Airport workers call off strike after deal is reached with employer

By Bill Parry

A “potentially crippling” strike by 1,200 airport workers was averted just hours before the picket lines were to form at Kennedy and LaGuardia Wednesday.

Security officers were going to walk off the job for the first time during the workers’ three-year campaign for higher wages, better benefits and union representation, but instead they reported to their posts after Delta subcontractor Aviation Safeguards agreed to stay neutral as employees seek to join SEIU Local 32BJ, the union said.

Other airport workers, including baggage handlers and wheelchair attendants, had voted to join the strike with the security officers.

Under terms of the signed agreement, Aviation Safeguards will recognize 32BJ as the employees’ union of choice and agree to bargain a contract, if a majority of employees sign cards authorizing 32BJ to be their union representative. Organizers believe they have more than enough votes to join the union.

“We are pleased to announce that the voices of 1,200 workers have been heard,” SEIU 32BJ President Hector Figueroa said at a news conference at the LaGuardia Airport Marriott Hotel.

Aviation Safeguard’s parent company Command Security released a statement saying that its employees “will be guaranteed a peaceful environment” in deciding whether to pursue union representation. The workers had accused Aviation Safeguards of threatening to fire workers for union organizing, a charge the company’s CEO, Craig Coy denied.

“It’s a great surprise,” said Aviation Safeguard security officer Juan Chapman, who was planning to strike. “This means that all our bravery and organizing has paid off. Canceling the strike is acceptable with these terms. When you want something you have to fight for it. Don’t wait for help.”

Union officials said 32BJ intends to win a Port Authority mandate of living wages of at least $15 an hour and affordable health care for all subcontracted airport workers. The workers currently make $10.10 an hour.

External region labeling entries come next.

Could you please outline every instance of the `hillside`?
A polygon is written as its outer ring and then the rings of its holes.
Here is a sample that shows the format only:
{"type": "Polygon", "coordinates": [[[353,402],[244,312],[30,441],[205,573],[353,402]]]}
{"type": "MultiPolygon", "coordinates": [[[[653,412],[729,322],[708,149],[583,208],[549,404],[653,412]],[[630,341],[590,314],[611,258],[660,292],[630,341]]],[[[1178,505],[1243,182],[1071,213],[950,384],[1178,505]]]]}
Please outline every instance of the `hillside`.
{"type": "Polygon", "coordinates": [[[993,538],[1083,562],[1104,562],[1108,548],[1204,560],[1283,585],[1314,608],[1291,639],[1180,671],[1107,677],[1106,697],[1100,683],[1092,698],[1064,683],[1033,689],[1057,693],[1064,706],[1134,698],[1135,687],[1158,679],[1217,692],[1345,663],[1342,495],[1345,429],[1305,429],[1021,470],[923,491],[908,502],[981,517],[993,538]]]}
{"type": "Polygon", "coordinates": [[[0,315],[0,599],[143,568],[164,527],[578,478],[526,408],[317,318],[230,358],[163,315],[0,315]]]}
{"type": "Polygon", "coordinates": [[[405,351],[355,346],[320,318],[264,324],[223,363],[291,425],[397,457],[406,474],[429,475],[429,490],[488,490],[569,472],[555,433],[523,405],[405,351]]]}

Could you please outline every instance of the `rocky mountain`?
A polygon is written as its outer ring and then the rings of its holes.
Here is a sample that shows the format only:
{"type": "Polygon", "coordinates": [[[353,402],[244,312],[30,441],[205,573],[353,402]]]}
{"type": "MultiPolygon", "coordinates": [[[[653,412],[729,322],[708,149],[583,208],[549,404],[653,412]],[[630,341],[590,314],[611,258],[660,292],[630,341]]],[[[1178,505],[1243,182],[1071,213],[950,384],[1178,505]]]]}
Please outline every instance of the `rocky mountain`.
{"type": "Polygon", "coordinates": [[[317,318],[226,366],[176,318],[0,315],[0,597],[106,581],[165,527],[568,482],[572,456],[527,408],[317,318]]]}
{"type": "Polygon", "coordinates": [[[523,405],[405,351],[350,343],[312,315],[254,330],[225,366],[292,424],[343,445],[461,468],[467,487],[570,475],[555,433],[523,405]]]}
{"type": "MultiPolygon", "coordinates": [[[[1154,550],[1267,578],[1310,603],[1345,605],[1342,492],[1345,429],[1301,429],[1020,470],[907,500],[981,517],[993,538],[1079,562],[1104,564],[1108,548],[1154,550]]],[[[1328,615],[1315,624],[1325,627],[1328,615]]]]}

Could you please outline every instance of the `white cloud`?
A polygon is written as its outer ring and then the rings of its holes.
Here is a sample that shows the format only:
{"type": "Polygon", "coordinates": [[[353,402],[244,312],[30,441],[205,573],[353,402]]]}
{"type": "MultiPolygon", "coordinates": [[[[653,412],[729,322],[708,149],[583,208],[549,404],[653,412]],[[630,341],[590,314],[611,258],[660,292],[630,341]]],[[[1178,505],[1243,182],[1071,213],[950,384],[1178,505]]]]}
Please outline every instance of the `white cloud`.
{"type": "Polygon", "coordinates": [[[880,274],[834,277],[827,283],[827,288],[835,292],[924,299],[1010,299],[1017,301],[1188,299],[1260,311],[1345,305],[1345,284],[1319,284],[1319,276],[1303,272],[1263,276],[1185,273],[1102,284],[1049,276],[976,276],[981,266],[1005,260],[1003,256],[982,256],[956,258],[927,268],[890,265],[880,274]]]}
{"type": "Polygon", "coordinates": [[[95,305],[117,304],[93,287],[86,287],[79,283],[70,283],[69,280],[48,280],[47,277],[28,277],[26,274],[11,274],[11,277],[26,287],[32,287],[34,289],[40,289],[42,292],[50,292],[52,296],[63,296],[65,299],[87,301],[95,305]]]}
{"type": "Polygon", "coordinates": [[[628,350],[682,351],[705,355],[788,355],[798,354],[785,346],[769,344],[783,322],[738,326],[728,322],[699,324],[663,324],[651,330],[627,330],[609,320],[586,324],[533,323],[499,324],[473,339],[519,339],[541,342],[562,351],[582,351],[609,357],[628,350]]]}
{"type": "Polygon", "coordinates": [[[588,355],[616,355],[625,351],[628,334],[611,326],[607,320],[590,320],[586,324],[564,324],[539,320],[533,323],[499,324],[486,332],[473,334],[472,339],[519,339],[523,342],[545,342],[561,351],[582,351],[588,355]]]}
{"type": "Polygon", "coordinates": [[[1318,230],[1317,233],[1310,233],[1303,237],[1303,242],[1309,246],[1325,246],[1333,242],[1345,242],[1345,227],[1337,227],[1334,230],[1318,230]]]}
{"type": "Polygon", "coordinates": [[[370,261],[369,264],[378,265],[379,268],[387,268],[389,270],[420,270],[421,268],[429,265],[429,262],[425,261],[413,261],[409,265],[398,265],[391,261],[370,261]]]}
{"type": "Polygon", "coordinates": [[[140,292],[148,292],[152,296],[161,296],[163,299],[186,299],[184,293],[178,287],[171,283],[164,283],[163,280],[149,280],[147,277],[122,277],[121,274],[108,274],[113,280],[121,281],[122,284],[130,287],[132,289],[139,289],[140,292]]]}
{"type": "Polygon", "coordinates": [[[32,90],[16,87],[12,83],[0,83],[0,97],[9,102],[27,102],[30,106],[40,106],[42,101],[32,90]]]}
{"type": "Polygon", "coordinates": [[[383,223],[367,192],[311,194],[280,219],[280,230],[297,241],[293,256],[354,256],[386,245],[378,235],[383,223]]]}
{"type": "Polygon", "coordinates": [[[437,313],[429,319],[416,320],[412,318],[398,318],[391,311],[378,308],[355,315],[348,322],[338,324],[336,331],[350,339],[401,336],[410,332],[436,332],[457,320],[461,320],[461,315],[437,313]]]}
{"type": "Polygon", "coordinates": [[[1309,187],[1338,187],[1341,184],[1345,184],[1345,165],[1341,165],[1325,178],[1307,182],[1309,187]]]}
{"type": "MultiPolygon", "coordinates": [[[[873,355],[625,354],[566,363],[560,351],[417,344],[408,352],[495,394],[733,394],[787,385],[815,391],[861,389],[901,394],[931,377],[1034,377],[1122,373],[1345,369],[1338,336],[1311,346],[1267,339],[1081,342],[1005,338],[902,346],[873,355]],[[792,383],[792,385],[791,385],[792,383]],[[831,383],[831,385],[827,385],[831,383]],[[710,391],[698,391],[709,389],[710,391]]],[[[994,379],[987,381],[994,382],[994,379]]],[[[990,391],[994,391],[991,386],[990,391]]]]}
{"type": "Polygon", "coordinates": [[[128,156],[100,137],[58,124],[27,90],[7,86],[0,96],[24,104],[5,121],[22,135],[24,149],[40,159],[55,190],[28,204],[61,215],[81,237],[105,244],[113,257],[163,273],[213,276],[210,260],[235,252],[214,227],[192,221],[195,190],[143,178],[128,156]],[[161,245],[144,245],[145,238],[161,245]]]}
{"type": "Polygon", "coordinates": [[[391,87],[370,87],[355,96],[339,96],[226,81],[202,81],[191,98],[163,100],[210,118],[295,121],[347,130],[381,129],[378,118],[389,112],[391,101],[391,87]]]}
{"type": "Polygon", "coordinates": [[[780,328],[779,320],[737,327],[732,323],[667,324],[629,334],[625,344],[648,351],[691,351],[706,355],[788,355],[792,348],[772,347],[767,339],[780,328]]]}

The airport workers were making far less in January 2014 when thousands marched at LaGuardia to protest unfair wages and labor practices. In an act of civil disobedience, 32 people were arrested after a sit-in closed the 94th Street Bridge approach to the airport.

City Councilman Jimmy Van Bramer (D-Sunnyside) was among the elected officials, labor leaders and clergy who were arrested.

“Aviation Safeguard’s decision to formally sign an agreement to bargain in good faith is a huge victory for the hardworking men and women of JFK and LaGuardia and a testament to 32BJ’s efforts to organize a meaningful campaign that gets results,” Van Bramer said. “This agreement is a step in the right direction toward pulling workers out of poverty and I will continue to support, push and help give this campaign the momentum it needs to once and for all bring these workers the dignity they deserve.”

State Sen. Jose Peralta (D-East Elmhurst), and ardent supporter during the three-year campaign, welcomed the news but warned that the airport workers’ fight is not over. “Like all workers, airport workers have a right to organize to seek better wages and benefits,” he said. “Airport jobs are supposed to be decent jobs, but far too often workers must choose between buying food or paying rent. This is unacceptable and it is my hope that Aviation Safeguards acts in good faith as it has promised to do.”

Assemblyman Francisco Moya (D-Jackson Heights), who fired up the crowds at several of the airport workers’ rallies, said, “The fact that Aviation Safeguards has agreed to stop union busting is a major victory. The workers who make our airports run safely and efficiently have been working under sub-standard wages and the iron thumb of their employer. They deserve better; they deserve a living wage and a place at the negotiating table. Our airports don’t just need a facelift, they need a wage lift.”